Polish artist Magdalena Abakanowicz was a pioneer of fiber-based sculpture and installation in the 1960s. She began making abstract fiber works in the 1950s, when her government was advocating social realism. Her earliest works were monumental hanging textiles, which she named “Abakans.” They function as both objects and spaces.
She turned to figurative textile works in the 1970s, creating the headless and fragmented human forms for which she is best known. She began receiving public commissions, which led her beyond textiles to materials such as bronze, wood, stone, and clay. Abakanowicz’s art was affected by her experiences in Poland under Nazi and Soviet occupation during World War II and its aftermath. Although she drew inspiration from her autobiography, her sculptures possess an ambiguity that encourages multiple interpretations, speaking broadly to human experience.

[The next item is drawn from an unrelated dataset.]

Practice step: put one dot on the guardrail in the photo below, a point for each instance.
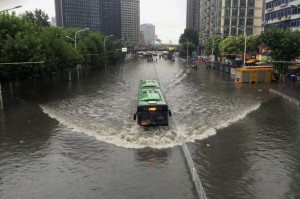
(293, 100)
(196, 179)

Abakanowicz’s work has been featured in more than 40 solo exhibitions worldwide and honored with numerous awards, including the Lifetime Achievement Award from the International Sculpture Center in Hamilton, New Jersey, in 2005.
Vancouver International Sculpture Biennale is an open-air museum for Contemporary Art in Canada. It is a non-profit charitable organization that mounts a major outdoor sculpture exhibition, biennially.